What’s Coming Unglued Now in Canada?

Canada lumbered through the first half of 2015 in a “technical recession,” Statistics Canada confirmed this week, as GDP shrank in both quarters. Among the culprits: the swooning energy sector and an investment slump.

Now everybody is lining up behind the hope that a sudden acceleration will put the economy back on track in the third quarter, despite oil that has re-crashed and despite the ongoing collapse – and that’s what it is – of the all-important energy sector.

To get to this acceleration, the once booming residential and commercial construction sectors have to hold up, or else Canada’s economy is in real trouble. Alas….
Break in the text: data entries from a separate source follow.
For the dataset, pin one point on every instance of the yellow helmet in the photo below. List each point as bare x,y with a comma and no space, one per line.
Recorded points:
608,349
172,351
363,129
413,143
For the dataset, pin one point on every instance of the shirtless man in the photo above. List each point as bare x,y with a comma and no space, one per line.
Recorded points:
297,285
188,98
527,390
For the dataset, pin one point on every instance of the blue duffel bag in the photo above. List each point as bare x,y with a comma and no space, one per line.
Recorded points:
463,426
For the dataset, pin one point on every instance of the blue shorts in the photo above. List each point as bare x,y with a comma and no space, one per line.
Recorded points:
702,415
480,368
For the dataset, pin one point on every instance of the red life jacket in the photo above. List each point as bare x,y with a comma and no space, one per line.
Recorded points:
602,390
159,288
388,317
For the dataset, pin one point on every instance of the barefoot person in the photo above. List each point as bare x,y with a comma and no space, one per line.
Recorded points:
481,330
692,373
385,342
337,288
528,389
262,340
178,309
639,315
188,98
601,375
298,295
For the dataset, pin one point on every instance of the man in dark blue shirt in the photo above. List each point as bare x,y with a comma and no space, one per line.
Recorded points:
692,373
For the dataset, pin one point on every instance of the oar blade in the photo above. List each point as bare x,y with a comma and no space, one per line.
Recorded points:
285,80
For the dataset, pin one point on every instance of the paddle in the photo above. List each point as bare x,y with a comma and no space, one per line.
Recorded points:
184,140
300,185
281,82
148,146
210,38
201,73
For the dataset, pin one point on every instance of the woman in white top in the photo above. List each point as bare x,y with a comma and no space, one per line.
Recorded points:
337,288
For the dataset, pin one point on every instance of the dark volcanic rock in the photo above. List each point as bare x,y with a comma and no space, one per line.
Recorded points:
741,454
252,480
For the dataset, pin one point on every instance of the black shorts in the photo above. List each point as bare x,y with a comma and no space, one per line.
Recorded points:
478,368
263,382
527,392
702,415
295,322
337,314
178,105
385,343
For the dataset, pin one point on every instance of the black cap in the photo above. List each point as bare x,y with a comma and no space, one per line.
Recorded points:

“Canada is also in the midst of an ill-timed supply surge that caused vacancy rates to rise even in markets with positive absorption” in the second quarter, warns a new report by commercial real estate firm Colliers International cited by the Financial Post. It paints a picture of an epic office boom turned into an even more epic office glut, particularly in Calgary and Edmonton, Alberta, the epicenter of Canada’s oil patch.

This office glut comes on top of Calgary’s housing meltdown. For the first eight months, total home sales in Calgary plunged 25%, according to the Calgary Real Estate Board. Condo sales collapsed 39% in August and 30% year-to-date. Inventory sits a lot longer on the market before it sells, if it sells. And pressures are building on prices: the average condo price was down over 10% in August from a year ago.

Commercial real estate is heading in a similar direction. Only worse. Calgary was a boom town. Office towers have been sprouting like mushrooms. In recent years, commercial real estate costs downtown were “going through the roof” and “accelerating at a pace far beyond the Canadian average,” Calgary Chamber of Commerce director of policy and research Justin Smith told the Financial Post. But it takes years to plan and build office towers, and now no one can just turn off the flow.